Ask HN: Is there a good Node.js equivalent of ipython? - simonw
When working with Python and JavaScript I spend most of my time in an interactive prompt: ipython for Python and the Chrome DevTools for JavaScript.<p>What&#x27;s the best interactive REPL for working with Node.js? My ideal solution would look like ipython on the command-line - I like the option of running via SSH so browser or GUI environments aren&#x27;t ideal, but I&#x27;d like to know the best options there as well.
======
nishs
There's RunKit [0], previously called Tonic. It primarily runs in a browser.
You can use npm packages by calling require.

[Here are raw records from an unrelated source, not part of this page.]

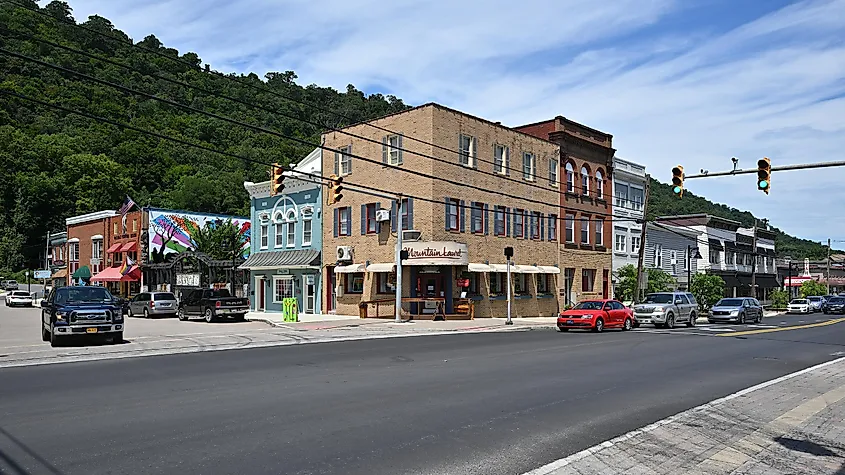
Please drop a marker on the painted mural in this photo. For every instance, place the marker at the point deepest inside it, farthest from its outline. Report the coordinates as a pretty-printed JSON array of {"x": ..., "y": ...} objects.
[{"x": 170, "y": 231}]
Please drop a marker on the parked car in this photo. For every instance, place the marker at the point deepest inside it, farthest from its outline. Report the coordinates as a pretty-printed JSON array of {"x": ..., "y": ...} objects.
[
  {"x": 596, "y": 315},
  {"x": 816, "y": 302},
  {"x": 799, "y": 306},
  {"x": 211, "y": 305},
  {"x": 667, "y": 309},
  {"x": 81, "y": 310},
  {"x": 149, "y": 304},
  {"x": 834, "y": 305},
  {"x": 740, "y": 310},
  {"x": 18, "y": 298}
]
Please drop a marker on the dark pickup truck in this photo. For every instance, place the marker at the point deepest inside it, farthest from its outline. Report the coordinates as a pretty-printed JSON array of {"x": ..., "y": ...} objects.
[{"x": 211, "y": 305}]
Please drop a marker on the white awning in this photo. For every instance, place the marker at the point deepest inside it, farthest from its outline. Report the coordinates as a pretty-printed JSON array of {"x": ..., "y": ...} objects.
[
  {"x": 388, "y": 267},
  {"x": 350, "y": 269},
  {"x": 479, "y": 267}
]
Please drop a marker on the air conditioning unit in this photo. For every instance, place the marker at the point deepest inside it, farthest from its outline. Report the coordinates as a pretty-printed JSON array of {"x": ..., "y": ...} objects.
[
  {"x": 344, "y": 253},
  {"x": 382, "y": 215}
]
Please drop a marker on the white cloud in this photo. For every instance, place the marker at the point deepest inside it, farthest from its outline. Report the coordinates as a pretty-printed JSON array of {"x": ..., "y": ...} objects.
[{"x": 693, "y": 97}]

They provide an API endpoint for
command-line output [1].

Here's an in-browser example [2].

[0] [https://runkit.com](https://runkit.com)

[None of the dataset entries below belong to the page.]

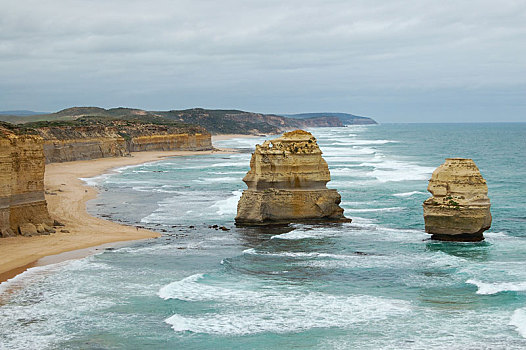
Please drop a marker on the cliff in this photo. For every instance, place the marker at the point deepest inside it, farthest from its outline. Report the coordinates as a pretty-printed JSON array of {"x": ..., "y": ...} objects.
[
  {"x": 216, "y": 121},
  {"x": 241, "y": 122},
  {"x": 90, "y": 138},
  {"x": 69, "y": 143},
  {"x": 287, "y": 183},
  {"x": 459, "y": 209},
  {"x": 23, "y": 208},
  {"x": 345, "y": 118}
]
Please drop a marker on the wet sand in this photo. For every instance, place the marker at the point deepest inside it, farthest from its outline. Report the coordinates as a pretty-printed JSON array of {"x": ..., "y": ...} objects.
[{"x": 66, "y": 199}]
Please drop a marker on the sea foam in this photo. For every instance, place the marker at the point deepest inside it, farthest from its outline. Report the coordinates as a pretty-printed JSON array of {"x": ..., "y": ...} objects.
[
  {"x": 274, "y": 309},
  {"x": 494, "y": 288},
  {"x": 518, "y": 320}
]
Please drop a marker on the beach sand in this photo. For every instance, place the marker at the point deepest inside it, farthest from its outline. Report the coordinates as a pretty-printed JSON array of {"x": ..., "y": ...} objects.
[{"x": 66, "y": 200}]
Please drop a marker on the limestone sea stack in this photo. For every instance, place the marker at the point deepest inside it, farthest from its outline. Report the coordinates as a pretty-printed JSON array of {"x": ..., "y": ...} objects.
[
  {"x": 23, "y": 208},
  {"x": 459, "y": 209},
  {"x": 287, "y": 183}
]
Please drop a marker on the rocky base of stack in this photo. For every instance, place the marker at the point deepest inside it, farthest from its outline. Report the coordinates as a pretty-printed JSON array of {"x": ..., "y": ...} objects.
[
  {"x": 459, "y": 209},
  {"x": 456, "y": 223},
  {"x": 279, "y": 206}
]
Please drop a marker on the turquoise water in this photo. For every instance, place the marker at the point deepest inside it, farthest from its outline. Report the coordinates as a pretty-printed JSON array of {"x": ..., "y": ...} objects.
[{"x": 378, "y": 282}]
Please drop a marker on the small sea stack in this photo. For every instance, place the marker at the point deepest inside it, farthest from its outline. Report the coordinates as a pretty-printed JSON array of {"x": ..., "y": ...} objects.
[
  {"x": 287, "y": 183},
  {"x": 459, "y": 209}
]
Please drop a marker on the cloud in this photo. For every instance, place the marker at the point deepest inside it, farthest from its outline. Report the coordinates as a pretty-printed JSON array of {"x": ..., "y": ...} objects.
[{"x": 357, "y": 56}]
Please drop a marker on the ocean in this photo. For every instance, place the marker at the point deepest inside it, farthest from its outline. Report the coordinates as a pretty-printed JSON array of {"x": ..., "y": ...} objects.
[{"x": 376, "y": 283}]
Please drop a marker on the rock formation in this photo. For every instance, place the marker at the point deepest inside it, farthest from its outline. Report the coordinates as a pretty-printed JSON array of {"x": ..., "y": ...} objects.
[
  {"x": 23, "y": 208},
  {"x": 287, "y": 183},
  {"x": 459, "y": 209},
  {"x": 69, "y": 143}
]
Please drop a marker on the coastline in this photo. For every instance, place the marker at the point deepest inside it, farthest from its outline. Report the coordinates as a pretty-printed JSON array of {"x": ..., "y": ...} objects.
[{"x": 66, "y": 196}]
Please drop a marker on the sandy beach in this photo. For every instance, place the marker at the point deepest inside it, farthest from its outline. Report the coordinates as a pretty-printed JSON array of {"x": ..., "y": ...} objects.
[{"x": 66, "y": 197}]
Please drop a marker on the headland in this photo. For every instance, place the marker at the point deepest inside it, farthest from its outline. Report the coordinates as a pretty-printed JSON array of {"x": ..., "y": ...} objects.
[{"x": 66, "y": 196}]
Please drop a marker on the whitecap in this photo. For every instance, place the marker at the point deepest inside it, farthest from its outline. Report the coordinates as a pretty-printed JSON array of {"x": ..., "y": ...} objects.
[
  {"x": 244, "y": 311},
  {"x": 494, "y": 288},
  {"x": 217, "y": 180},
  {"x": 518, "y": 320},
  {"x": 228, "y": 206},
  {"x": 307, "y": 234},
  {"x": 408, "y": 194},
  {"x": 367, "y": 210}
]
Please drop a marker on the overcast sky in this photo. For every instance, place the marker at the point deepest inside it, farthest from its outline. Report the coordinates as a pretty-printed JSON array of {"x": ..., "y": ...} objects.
[{"x": 397, "y": 61}]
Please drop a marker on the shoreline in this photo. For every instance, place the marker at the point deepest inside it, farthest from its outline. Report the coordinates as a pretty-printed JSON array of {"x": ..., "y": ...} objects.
[{"x": 66, "y": 197}]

[1] [https://runkit.com/docs/endpoint](https://runkit.com/docs/endpoint)

[2] [https://runkit.com/nicole/solve-a-cubic-
equation](https://runkit.com/nicole/solve-a-cubic-equation)

------
deepakkarki
There is a Node.js kernel available for the Jupyter frontend!
[https://github.com/notablemind/jupyter-
nodejs](https://github.com/notablemind/jupyter-nodejs)

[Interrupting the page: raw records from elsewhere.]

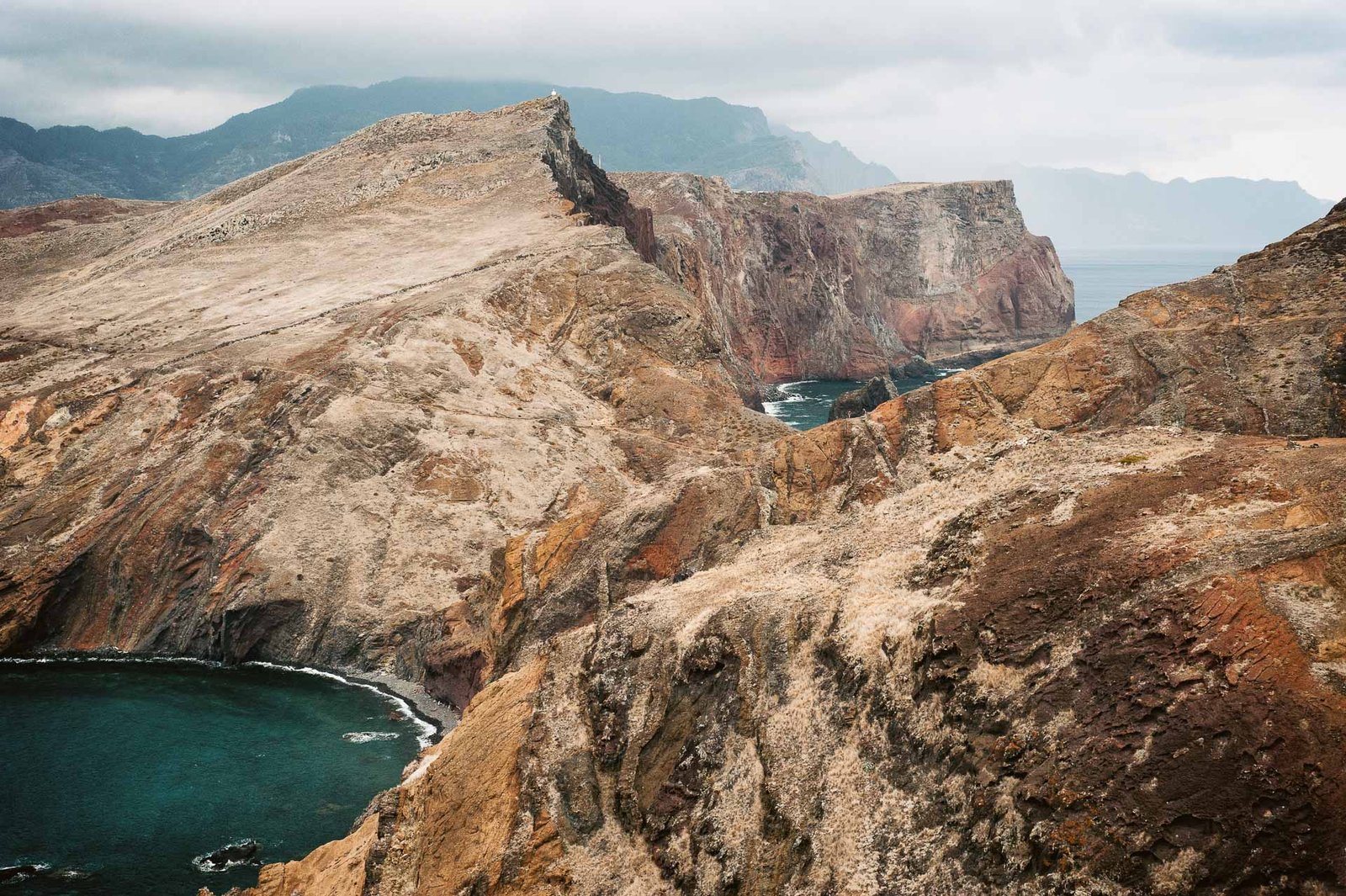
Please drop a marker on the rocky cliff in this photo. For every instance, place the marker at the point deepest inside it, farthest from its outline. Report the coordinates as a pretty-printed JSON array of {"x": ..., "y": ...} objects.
[
  {"x": 1069, "y": 622},
  {"x": 854, "y": 285},
  {"x": 298, "y": 417},
  {"x": 1056, "y": 654}
]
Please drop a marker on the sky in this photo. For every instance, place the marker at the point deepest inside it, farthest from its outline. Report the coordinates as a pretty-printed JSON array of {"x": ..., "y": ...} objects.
[{"x": 933, "y": 89}]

Edit : for command line like app there seems to be
[https://github.com/princejwesley/Mancy](https://github.com/princejwesley/Mancy)

------
cjbprime
Attaching the Chrome DevTools to a Node process (perhaps even one on a remote
host?) Is probably your best bet here.

------
chovy
Not sure what ipython is. Is this some sort of debugger?